The mechanisms responsible for the interaction between Mab DC101 and paclitaxel are unclear but likely involve an increase in apoptosis within endothelial cells coupled with a decrease in proliferation. The enhanced apoptosis represents the summation of effects on separate pathways regulating apoptosis (69, 70). Paclitaxel has a significant antitumor effect for TCC of the bladder, either as a single agent or in combination with other cytotoxic agents. Paclitaxel increases microtubule stability by preventing tubulin depolymerization,leading to tubulin bundling (71). These cytoskeleton changes result in cell cycle arrest and apoptosis within 20 h of paclitaxel exposure (72). VEGF signaling inhibits apoptotic cell death in endothelial cells by several mechanisms,including the induction of the antiapoptotic proteins Bcl-2 (73, 74) and MCL1 (75), phosphorylation of phosphatidylinositol 3-kinase (76, 77, 78), the phosphorylation of ERK1 and ERK2 (79), and inhibition of stress-activated protein kinase/c-Jun-NH2-kinase (80). The antiapoptotic effect of VEGF was reversed in capillaries by flk1/KDR fusion proteins (36, 81) and by mitogen-activated protein kinase/ERK inhibitors (79, 82).

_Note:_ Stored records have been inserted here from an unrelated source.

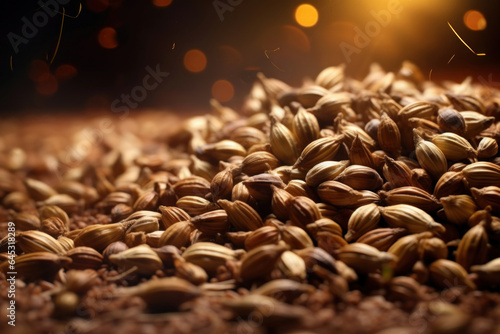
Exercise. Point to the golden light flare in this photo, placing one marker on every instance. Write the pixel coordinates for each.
(460, 38)
(195, 61)
(162, 3)
(306, 15)
(474, 20)
(107, 38)
(222, 90)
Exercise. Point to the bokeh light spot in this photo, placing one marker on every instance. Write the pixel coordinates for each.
(474, 20)
(162, 3)
(195, 61)
(306, 15)
(48, 86)
(97, 6)
(64, 72)
(222, 90)
(107, 38)
(38, 70)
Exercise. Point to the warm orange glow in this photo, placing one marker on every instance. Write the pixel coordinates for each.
(222, 90)
(474, 20)
(48, 86)
(38, 70)
(195, 61)
(97, 6)
(64, 72)
(467, 45)
(306, 15)
(162, 3)
(296, 38)
(107, 38)
(230, 57)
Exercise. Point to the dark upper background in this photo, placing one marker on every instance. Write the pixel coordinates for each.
(86, 76)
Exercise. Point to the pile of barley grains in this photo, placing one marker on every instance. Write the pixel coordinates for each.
(350, 206)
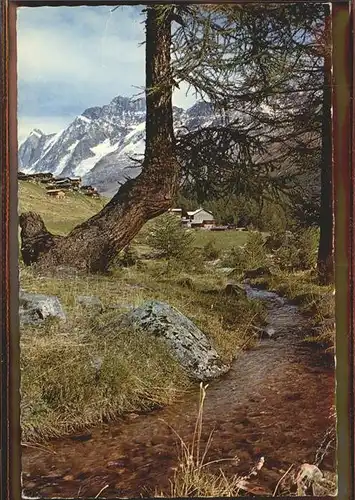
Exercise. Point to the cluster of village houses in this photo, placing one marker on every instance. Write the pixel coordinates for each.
(57, 187)
(202, 219)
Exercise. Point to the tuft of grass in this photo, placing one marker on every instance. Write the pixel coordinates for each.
(90, 370)
(193, 476)
(61, 388)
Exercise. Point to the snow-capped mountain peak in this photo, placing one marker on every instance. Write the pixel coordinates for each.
(101, 143)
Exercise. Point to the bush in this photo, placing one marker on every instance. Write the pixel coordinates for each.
(252, 255)
(210, 251)
(299, 252)
(128, 257)
(169, 239)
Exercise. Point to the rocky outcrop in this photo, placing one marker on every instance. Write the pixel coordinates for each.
(188, 344)
(35, 308)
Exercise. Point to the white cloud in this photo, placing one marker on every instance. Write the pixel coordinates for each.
(72, 58)
(48, 125)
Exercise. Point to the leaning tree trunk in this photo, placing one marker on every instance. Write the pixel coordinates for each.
(325, 264)
(93, 245)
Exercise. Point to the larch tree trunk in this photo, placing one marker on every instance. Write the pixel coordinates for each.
(325, 263)
(92, 245)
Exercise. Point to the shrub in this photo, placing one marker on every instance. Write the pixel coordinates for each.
(128, 257)
(300, 251)
(252, 255)
(210, 251)
(169, 239)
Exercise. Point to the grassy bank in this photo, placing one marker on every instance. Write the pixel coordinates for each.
(62, 390)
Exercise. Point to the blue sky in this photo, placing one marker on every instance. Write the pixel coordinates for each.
(71, 58)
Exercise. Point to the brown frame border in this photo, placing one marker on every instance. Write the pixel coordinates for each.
(343, 123)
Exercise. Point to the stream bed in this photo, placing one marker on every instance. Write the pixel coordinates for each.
(274, 402)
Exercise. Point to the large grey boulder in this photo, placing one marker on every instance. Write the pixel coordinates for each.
(35, 308)
(188, 344)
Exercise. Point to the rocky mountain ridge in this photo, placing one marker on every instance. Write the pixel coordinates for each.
(101, 144)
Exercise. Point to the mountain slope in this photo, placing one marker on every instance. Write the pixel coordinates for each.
(101, 144)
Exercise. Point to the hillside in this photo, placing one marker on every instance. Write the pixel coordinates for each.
(101, 143)
(60, 216)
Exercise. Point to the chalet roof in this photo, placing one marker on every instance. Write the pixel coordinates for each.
(199, 210)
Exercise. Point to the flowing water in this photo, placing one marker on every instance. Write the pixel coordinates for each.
(274, 402)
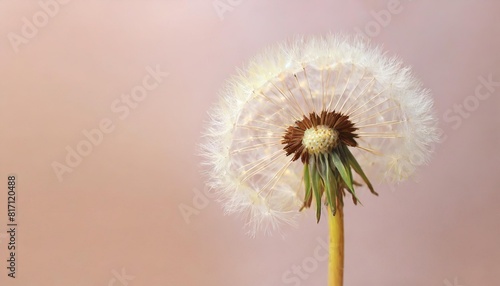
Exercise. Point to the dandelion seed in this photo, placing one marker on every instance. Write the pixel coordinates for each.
(307, 122)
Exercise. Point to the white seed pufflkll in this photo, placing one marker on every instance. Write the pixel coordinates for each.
(325, 101)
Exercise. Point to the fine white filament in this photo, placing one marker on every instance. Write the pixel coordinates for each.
(246, 163)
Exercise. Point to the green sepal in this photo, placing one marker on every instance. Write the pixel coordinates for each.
(331, 186)
(307, 185)
(344, 171)
(357, 168)
(316, 190)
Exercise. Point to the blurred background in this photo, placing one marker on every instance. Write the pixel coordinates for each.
(109, 190)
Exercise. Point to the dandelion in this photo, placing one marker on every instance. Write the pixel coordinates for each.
(306, 124)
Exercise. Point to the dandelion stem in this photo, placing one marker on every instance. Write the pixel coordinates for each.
(336, 260)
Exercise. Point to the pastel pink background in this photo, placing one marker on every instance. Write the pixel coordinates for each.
(119, 209)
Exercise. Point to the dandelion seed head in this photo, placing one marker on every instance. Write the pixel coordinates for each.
(320, 139)
(259, 129)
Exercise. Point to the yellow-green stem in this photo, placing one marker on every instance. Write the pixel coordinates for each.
(336, 260)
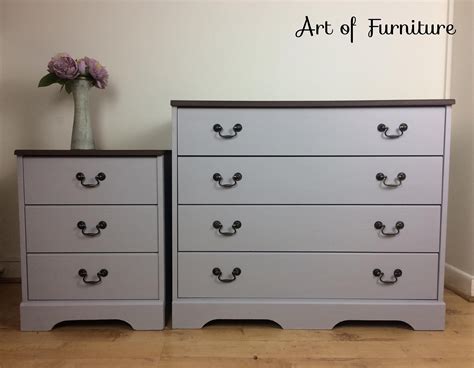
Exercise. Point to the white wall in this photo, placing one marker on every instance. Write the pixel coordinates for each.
(460, 250)
(156, 51)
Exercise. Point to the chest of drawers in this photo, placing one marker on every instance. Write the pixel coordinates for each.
(310, 213)
(92, 237)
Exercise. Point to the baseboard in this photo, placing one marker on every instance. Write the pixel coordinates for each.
(459, 281)
(10, 269)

The results of the present study are in accordance with these previous observations. We observed a significant increase in apoptotic death of both tumor and endothelial cells after treatment with Mab DC101 and paclitaxel. Apoptotic tumor cells were seen clustered around apoptotic endothelial cells, suggesting an interaction between paclitaxel and relative hypoxia within the tumor caused by the regression of the neovasculature. Alternatively, it has been shown that VEGF signaling inhibits apoptosis induced by chemotherapeutics, thereby possibly rendering these agents relatively ineffective (75). Mab DC101 may enhance the effects of paclitaxel by overcoming this VEGF-induced inhibition of apoptosis (83, 84). Simultaneously, cellular proliferation as measured by PCNA was maximally inhibited by therapy with Mab DC101 and paclitaxel. The antiproliferative effect of therapy was maximized by treatment with paclitaxel followed by Mab DC101.

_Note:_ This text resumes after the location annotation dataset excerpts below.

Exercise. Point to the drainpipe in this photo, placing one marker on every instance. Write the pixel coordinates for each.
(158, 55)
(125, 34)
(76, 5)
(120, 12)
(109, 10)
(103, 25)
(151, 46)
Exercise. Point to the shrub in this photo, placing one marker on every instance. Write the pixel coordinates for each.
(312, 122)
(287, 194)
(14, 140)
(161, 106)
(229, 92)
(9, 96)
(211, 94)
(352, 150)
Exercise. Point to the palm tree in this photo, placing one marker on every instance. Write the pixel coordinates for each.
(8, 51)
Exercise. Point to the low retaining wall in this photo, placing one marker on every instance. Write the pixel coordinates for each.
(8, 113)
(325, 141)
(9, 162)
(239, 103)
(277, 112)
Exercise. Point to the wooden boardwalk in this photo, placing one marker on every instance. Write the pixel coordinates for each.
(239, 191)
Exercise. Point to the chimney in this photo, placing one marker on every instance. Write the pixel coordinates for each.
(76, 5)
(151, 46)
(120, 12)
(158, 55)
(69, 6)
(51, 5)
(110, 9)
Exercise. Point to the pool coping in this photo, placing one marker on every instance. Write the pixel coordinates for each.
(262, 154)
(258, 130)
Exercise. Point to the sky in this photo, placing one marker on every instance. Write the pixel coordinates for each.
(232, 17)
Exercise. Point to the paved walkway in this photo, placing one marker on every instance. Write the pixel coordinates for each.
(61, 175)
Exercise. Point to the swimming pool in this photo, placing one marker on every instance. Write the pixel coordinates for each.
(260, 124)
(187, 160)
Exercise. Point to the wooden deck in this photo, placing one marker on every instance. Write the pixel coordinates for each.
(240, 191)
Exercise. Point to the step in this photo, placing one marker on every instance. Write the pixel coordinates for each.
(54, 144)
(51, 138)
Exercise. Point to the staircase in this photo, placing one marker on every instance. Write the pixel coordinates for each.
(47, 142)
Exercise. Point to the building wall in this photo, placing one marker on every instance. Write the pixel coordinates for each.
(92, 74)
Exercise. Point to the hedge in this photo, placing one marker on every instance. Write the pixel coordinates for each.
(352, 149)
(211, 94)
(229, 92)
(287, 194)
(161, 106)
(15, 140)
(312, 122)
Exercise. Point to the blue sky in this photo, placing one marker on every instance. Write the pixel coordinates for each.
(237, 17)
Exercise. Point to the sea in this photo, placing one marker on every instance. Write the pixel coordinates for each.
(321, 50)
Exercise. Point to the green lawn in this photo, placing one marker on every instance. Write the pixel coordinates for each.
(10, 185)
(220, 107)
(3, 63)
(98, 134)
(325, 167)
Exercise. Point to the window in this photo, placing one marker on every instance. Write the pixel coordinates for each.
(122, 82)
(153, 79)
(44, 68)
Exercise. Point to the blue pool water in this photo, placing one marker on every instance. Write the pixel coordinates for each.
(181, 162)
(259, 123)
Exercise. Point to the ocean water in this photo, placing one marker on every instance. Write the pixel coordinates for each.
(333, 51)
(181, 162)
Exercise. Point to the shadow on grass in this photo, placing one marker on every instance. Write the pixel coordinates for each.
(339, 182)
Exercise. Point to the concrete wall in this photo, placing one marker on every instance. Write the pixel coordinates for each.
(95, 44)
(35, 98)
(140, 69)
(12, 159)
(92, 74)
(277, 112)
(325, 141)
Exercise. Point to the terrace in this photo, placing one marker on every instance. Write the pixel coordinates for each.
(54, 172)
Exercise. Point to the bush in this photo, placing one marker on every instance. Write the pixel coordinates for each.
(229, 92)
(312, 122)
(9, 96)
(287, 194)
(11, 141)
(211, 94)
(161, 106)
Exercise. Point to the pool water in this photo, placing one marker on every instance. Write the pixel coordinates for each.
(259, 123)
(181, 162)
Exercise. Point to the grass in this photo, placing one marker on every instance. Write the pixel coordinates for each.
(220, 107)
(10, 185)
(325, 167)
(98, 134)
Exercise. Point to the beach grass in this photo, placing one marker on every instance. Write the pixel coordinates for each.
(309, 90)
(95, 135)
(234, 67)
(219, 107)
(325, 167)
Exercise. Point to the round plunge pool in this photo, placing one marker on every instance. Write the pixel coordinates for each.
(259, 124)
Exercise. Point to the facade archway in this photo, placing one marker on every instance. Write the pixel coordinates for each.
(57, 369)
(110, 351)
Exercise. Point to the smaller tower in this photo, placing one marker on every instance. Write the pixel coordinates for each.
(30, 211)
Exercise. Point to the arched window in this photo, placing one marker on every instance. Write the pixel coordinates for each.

In summary, our experiments demonstrate that paclitaxel enhances the antitumor effect of Mab DC101 against metastatic human TCC growing within the bladder of athymic nude mice and improved the survival of mice with metastatic human TCC growing within their bladders. The improved response to this strategy seems to result from enhancement in the induction of apoptosis by paclitaxel and Mab DC101. The results of this preclinical study justify the clinical application of this novel form of combination therapy as treatment of advanced bladder cancer.
The costs of publication of this article were defrayed in part by the payment of page charges. This article must therefore be hereby marked advertisement in accordance with 18 U.S.C. Section 1734 solely to indicate this fact.

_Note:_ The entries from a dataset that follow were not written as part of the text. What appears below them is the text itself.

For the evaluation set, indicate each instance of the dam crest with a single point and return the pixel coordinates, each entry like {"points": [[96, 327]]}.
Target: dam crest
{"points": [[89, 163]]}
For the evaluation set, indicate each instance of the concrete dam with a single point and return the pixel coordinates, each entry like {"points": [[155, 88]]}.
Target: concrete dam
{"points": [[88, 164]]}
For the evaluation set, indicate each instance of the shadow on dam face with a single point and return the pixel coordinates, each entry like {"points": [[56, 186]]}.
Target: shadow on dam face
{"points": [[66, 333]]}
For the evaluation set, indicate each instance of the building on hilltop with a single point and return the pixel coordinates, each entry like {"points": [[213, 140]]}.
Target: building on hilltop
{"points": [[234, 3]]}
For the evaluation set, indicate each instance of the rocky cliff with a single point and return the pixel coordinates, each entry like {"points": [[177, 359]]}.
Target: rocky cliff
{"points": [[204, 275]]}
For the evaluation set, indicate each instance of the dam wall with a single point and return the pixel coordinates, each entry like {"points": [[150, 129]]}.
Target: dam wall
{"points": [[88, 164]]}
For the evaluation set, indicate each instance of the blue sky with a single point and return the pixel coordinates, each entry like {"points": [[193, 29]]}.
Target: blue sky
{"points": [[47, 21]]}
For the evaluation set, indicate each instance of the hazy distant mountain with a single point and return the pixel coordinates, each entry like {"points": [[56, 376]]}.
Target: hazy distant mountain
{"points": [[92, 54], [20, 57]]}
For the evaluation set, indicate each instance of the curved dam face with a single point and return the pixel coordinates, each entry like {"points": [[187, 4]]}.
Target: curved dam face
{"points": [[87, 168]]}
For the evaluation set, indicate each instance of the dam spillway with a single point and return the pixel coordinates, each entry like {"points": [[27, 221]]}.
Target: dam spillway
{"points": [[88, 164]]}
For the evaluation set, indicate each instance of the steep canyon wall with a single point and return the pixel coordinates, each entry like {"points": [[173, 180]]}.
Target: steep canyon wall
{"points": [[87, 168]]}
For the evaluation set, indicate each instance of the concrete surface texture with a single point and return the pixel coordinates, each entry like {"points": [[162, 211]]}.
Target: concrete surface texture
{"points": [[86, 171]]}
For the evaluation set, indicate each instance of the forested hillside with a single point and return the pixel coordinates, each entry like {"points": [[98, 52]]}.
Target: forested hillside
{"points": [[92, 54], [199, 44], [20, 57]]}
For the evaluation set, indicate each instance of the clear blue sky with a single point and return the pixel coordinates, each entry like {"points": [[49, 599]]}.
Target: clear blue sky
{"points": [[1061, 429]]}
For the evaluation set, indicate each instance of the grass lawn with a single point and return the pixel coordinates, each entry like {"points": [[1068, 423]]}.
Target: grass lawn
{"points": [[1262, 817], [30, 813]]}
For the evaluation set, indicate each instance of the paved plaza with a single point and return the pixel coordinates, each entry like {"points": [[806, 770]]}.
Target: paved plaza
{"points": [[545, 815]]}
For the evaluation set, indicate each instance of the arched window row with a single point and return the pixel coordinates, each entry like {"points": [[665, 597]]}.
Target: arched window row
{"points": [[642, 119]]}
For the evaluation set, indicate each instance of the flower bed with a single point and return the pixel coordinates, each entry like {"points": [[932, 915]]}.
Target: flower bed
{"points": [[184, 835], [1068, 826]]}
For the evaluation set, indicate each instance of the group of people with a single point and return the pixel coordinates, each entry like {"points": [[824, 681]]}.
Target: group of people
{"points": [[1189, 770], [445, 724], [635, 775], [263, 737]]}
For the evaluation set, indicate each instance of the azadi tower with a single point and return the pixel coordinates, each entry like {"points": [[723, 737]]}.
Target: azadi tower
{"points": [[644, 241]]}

Supported by Cancer Center Core Grant CA 16672,NIH Grants CA 67952 (to R. R.) and CA 67914 (to C. P. N. D.), and a grant from Imclone.
The abbreviations used are: TCC, transitional cell carcinoma; VEGF, vascular endothelial cell growth factor; VEGFR,vascular endothelial cell growth factor receptor; bFGF, basic fibroblast growth factor; IL, interleukin; Mab, monoclonal antibody;MMP-9, matrix metalloproteinase type 9; IHC, immunohistochemical staining; TUNEL, terminal deoxynucleotidyl transferase-mediated nick end labeling; PCNA, proliferating cell nuclear antigen; ERK,extracellular signal regulated kinase.